30 Oct 2017
4 min read
An often overlooked source of inspiration for inventions is frustration. When Roy Plunkett was annoyed with his eggs’ sticking to pans, he invented non-stick Teflon cookware. Likewise, when Bishal Bhandari, a Nepali entrepreneur based in the US, was trekking to Muktinath, he was annoyed with the sheer volume of his toiletries—and the inconveniences that came with them. In response, he ended up inventing GoBout.
GoBout is a portable, multi-functional toiletry dispenser designed for people who are constantly on the go—travellers, trekkers, environmentalists, campers and more. With its ergonomic design, GoBout can store and dispense different liquids out of one container. GoBout comes in two versions: the larger GoBout unit houses five different capsules that store and dispense products like shampoo, body wash, face wash, lotion, sunblock—anything you need while you are travelling light; each capsule can carry 100ml or 3.4 ounces of liquid. The smaller version, however, has only four capsules and can carry 100 ml or 3.4 ounces of liquid in total. Compact, environmentally friendly and spill-free, GoBout promotes reusability (all the capsules can be refilled and reused easily), and using it helps reduce the amount of trash generated. The GoBout design is all about simplicity and reusability.
The birth of GoBout
As mentioned earlier, GoBout was born out of frustration. “I was trekking around Muktinath and the winds there made my face dry,” says Bishal Bhandari, founder of GoBout. “When I reached into my bag to find some lotion, I realised that I had forgotten to pack it. On top of that, all my other toiletries had spilled inside my bag. I was very frustrated.” BB, as he likes to call himself, then took it upon himself to find a solution. He sought to build a simple portable container that would carry all his toiletries—and ensure that mishaps of the sort he experienced in Muktinath would not recur.
In the beginning, Bhandari, who had no previous experience with research and development or product design (he’s a Finance graduate from Boston College), found it challenging to come up with a prototype.

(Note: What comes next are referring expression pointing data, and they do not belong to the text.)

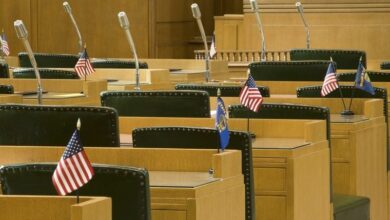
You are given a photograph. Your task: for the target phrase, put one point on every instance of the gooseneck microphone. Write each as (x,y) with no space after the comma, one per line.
(255,9)
(124,23)
(197,15)
(300,10)
(22,34)
(68,10)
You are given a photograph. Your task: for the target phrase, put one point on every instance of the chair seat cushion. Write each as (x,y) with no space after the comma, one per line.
(351,207)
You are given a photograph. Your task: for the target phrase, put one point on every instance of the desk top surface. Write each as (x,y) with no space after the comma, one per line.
(278,143)
(180,179)
(338,118)
(258,143)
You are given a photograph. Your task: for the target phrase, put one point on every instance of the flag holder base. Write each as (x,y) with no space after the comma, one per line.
(347,113)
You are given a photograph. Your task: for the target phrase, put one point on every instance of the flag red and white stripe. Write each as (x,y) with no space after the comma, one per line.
(74,169)
(330,82)
(4,45)
(250,95)
(83,66)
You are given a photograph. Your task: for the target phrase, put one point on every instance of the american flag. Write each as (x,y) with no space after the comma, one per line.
(74,169)
(4,44)
(330,82)
(250,95)
(213,50)
(83,66)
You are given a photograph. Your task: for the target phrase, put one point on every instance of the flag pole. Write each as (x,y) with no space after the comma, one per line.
(219,149)
(78,125)
(85,63)
(1,44)
(354,85)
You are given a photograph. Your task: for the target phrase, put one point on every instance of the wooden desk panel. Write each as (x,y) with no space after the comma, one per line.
(286,177)
(286,155)
(11,98)
(54,207)
(69,92)
(222,199)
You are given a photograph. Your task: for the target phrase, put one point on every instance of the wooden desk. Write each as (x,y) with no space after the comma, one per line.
(196,197)
(290,159)
(60,92)
(14,98)
(359,146)
(124,79)
(54,207)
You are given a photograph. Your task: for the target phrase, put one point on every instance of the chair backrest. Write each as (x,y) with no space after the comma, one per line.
(375,76)
(46,60)
(202,138)
(283,111)
(6,89)
(345,59)
(289,70)
(226,90)
(385,66)
(39,125)
(158,103)
(120,64)
(127,186)
(4,72)
(28,73)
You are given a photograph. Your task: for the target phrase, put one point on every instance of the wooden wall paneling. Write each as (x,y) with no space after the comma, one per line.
(343,26)
(228,31)
(98,23)
(9,12)
(175,26)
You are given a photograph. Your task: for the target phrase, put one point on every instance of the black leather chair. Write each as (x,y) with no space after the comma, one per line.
(28,73)
(127,186)
(385,66)
(6,89)
(49,60)
(120,64)
(39,125)
(345,206)
(345,59)
(202,138)
(158,103)
(4,73)
(226,90)
(289,71)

He had no concrete product idea nor a design. One day, while he was eating alone at a park, he happened to look at a trash can and noticed the multiple compartments it had. The trash can’s design became his inspiration. He went back home, pulled up his 3D design software, and prepared a design for the GoBout prototype.
Developing the prototype
“If it were 10 years ago, I definitely could not have made the product, nor would I have been able to market it,” says Bhandari, who made use of the modern resources at his disposal to design, raise funds and market his product. He learned coding and designing via online courses and got going on his prototype; after playing with six prototype designs, he printed their designs with a 3D printer. With advice and help from his engineer friends, he then worked on the seventh prototype. By the time they homed in on the final model, they had burned through 10 prototypes. “We would not have been able to experiment as much as we did with the prototypes had it not been for 3D printing. Making just one plastic mould cast costs thousands of dollars and takes a few months at the least. I was a student back then and I didn’t have the budget to build a prototype the traditional way,” says Bhandari.

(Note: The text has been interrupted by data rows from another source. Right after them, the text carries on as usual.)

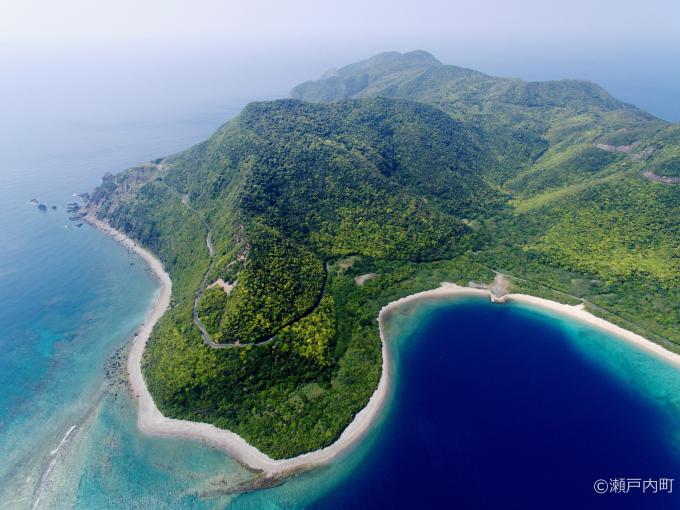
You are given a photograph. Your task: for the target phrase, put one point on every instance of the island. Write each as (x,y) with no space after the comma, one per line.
(287,233)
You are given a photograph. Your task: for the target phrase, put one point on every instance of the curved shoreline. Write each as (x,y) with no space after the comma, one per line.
(151,421)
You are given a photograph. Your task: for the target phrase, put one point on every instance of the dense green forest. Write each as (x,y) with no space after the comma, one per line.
(415,171)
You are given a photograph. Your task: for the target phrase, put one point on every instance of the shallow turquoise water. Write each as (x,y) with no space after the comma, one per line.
(525,407)
(71,298)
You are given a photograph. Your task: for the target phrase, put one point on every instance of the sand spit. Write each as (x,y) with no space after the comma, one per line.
(151,420)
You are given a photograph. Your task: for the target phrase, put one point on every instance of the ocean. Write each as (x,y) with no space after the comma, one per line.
(527,407)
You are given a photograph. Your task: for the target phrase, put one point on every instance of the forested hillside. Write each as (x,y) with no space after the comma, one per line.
(408,169)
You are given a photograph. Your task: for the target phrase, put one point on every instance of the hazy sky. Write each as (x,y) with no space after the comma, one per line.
(35,23)
(206,52)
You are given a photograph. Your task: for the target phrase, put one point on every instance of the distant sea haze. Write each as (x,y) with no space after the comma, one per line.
(534,406)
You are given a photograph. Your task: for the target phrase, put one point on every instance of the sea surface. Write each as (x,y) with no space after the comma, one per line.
(492,406)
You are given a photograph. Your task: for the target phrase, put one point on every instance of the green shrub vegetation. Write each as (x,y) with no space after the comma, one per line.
(409,169)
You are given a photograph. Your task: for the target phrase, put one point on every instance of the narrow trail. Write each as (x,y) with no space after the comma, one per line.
(207,339)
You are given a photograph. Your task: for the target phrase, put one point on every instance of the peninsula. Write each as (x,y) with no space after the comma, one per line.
(414,173)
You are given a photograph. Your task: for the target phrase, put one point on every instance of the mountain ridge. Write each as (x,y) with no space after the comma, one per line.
(449,176)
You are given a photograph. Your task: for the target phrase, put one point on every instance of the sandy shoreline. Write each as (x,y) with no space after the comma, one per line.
(151,421)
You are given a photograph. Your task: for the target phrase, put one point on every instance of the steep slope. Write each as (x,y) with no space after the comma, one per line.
(522,121)
(415,173)
(288,189)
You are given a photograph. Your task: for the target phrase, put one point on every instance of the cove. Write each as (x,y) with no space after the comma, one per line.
(504,406)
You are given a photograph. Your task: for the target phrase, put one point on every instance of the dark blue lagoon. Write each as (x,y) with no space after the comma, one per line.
(507,407)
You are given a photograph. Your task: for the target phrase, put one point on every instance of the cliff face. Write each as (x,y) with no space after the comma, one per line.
(427,173)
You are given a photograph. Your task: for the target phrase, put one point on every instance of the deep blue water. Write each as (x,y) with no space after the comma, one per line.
(507,407)
(535,406)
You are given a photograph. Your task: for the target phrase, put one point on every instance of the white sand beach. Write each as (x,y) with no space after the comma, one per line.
(152,421)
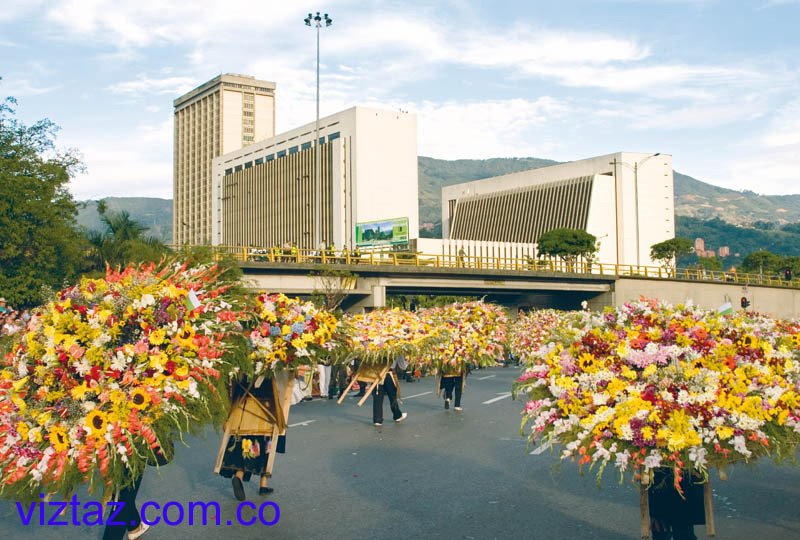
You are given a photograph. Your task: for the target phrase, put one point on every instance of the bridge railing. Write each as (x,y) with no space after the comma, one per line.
(491,262)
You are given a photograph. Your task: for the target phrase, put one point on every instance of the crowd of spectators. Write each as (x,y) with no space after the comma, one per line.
(11,320)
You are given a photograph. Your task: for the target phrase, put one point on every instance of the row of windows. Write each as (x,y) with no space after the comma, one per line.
(282,153)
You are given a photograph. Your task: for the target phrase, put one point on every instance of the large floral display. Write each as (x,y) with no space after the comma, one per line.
(379,336)
(473,333)
(650,385)
(531,330)
(107,374)
(289,333)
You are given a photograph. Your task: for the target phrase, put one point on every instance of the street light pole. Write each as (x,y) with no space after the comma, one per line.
(635,168)
(316,21)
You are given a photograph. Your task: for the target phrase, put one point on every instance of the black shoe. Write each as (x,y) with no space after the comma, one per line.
(238,488)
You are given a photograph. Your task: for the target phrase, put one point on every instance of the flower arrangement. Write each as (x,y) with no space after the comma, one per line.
(107,373)
(289,333)
(473,333)
(650,385)
(378,336)
(532,330)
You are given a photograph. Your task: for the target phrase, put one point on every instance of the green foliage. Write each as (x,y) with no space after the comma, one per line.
(793,228)
(709,263)
(123,241)
(152,213)
(742,240)
(764,225)
(39,246)
(669,250)
(331,286)
(568,245)
(762,262)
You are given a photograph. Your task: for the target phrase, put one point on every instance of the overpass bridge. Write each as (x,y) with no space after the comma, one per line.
(369,278)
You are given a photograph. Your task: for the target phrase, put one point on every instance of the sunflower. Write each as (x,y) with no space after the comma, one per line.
(96,422)
(59,438)
(139,398)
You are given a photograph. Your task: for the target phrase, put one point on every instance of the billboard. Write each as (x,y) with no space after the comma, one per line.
(384,232)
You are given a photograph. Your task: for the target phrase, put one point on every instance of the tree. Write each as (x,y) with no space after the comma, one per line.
(123,242)
(331,287)
(568,245)
(40,247)
(762,262)
(668,251)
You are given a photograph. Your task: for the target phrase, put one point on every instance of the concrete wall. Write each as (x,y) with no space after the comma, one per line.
(774,301)
(632,204)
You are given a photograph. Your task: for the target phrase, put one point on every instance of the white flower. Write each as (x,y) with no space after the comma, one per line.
(653,461)
(697,454)
(740,445)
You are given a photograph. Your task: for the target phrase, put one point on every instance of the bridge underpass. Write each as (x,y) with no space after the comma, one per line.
(373,284)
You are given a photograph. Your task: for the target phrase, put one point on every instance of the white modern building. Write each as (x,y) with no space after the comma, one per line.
(625,199)
(265,194)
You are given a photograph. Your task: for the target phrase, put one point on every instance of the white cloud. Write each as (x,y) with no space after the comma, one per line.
(139,167)
(18,87)
(173,86)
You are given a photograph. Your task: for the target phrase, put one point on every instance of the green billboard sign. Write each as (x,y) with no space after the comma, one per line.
(384,232)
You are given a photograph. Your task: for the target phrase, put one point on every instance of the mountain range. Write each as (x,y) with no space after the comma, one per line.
(743,220)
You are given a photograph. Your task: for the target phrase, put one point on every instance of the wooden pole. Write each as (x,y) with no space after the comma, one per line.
(644,510)
(708,501)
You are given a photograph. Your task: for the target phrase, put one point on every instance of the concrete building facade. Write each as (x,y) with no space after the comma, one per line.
(625,199)
(220,116)
(264,194)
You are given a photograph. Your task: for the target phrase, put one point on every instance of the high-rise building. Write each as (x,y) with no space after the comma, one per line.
(265,194)
(222,115)
(699,246)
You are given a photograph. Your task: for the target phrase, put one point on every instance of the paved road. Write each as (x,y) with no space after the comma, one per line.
(439,475)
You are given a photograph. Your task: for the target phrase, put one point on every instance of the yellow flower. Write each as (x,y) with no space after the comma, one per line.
(22,429)
(139,398)
(79,392)
(157,337)
(96,422)
(59,438)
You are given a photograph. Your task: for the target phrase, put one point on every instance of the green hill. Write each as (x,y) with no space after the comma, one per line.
(723,217)
(155,214)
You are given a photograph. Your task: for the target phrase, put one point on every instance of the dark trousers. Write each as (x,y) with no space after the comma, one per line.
(452,383)
(390,390)
(672,517)
(129,514)
(338,380)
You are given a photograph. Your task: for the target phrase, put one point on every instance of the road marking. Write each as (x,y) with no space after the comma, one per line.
(303,423)
(504,395)
(417,395)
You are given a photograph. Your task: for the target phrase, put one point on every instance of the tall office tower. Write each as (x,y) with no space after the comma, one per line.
(220,116)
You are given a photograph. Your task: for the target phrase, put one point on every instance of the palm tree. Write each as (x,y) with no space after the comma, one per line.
(123,241)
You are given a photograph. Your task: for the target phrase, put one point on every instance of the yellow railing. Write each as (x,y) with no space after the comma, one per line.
(490,262)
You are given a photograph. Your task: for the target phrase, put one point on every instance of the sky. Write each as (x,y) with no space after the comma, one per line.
(714,83)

Crowdfunding and marketing
Satisfied with his prototype, Bhandari then focused on promoting his product online. As the product started garnering attention, Bhandari then made use of online crowdfunding platforms. Bhandari listed GoBout on Kickstarter and Indiegogo, the two hottest crowdfunding sites on the internet, in July of this year. Bhandari’s project reached its target of pooling USD 30,000 in less than 48 hours. In a span of a few months, GoBout raised USD 77,664 on Kickstarter, and USD 92,628 dollars on Indiegogo, easily surpassing his stated target amount. Today, having used various internet marketing platforms, Bhandari has been successful in collecting more than 5,000 online orders from all over the world.
A Nepali-American brand
With the required capital in place, Bhandari started setting up a supply chain. He wanted to manufacture GoBout in the US, mainly to be closer to production and to ensure quality control. The caps and containers for GoBout are manufactured in Connecticut and the capsules are produced in New Jersey. GoBout is set to launch in December this year; it will be primarily sold over e-commerce platforms such as Amazon and eBay, but units will also be sold through select supermarkets, some as far away as Singapore and Japan.
A lean mean entrepreneurial machine
GoBout’s journey so far shows how entrepreneurs can get going and get their product out there by relying on a lean startup model: For starters, Bhandari used minimal resources to design and perfect his product; he then made use of the internet to market his product and then turned to crowdfunding for capital. The positive response he got not only gave him confidence in his product, but also provided him with immense bargaining power that he could use when he was negotiating with established supermarkets for placing his product on their shelves.
The GoBout story can serve as a lesson for beginning entrepreneurs who have nothing but an idea to go on. To come up with and market an innovative product, you don’t really need deep pockets. All you need is a winning idea and enough drive to see the product through to the finishing line.